- Ingredients
- ⅓ cup (75 mL) all-purpose Flour
- ¼ tsp (1 mL) Garlic powder
- ½ tsp (2 mL) Salt
- ½ tsp (2 mL) Sage
- ⅛ tsp (0.5 mL) Pepper
- 6 Turkey cutlets (750 g)
- ¼ cup (50 mL) Butter
- 1 Onion, chopped
- 1 medium Red Pepper, cut into chunks
- ½ lb (250 g) Mushrooms, sliced
- 3 cups (750 mL) Broccoli flowerettes
- 1 cup (250 mL) Turkey Broth
- ¾ cup (175 mL) half and half Cream
- ⅓ cup (75 mL) Sherry
- Directions
- Mix flour, garlic powder, salt, sage and pepper together; dip cutlets in flour mixture coating well. Melt 3 tbsp (45 mL) butter in skillet; brown cutlets on both sides over medium heat, until juices are clear. Remove from pan; keep warm. Add remaining butter to skillet; add onion, red pepper and mushrooms. Sauté 2-3 minutes; add broccoli and turkey broth. Cover and bring to boil for 1-2 minutes.

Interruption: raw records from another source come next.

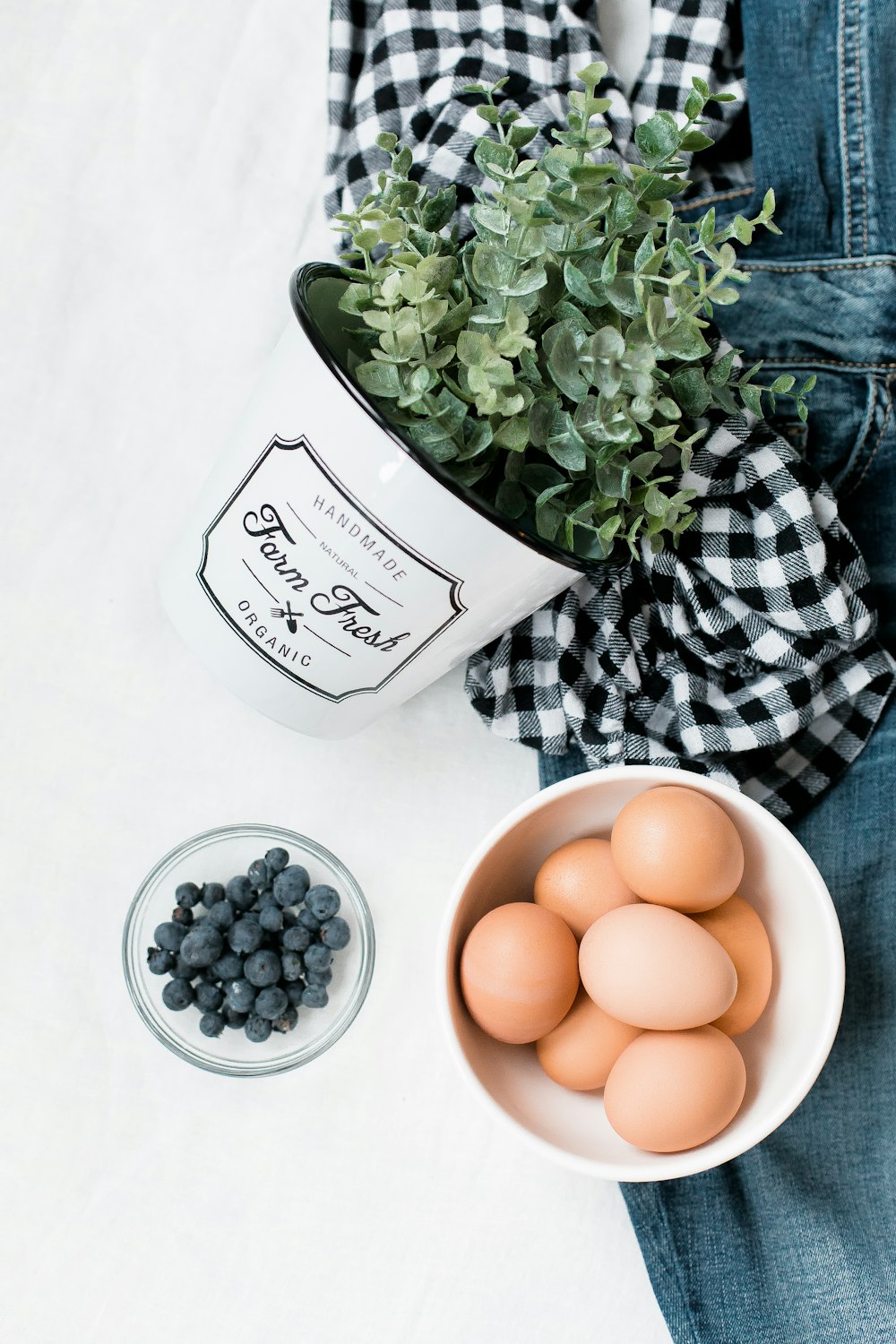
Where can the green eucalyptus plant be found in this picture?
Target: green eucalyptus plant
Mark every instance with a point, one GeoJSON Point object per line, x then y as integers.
{"type": "Point", "coordinates": [555, 362]}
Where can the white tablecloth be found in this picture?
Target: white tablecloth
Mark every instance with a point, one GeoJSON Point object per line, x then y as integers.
{"type": "Point", "coordinates": [159, 166]}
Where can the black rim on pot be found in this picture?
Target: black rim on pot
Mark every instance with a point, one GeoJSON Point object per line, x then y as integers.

Meanwhile, mix remaining flour mixture with cream and sherry; stir into broth mixture in skillet. Cook, stirring constantly until thickened. Serve sauce spooned over cutlets along with cooked rice or noodles.
- Tip
- To reduce the fat content and calories in this recipe, use a lighter cream.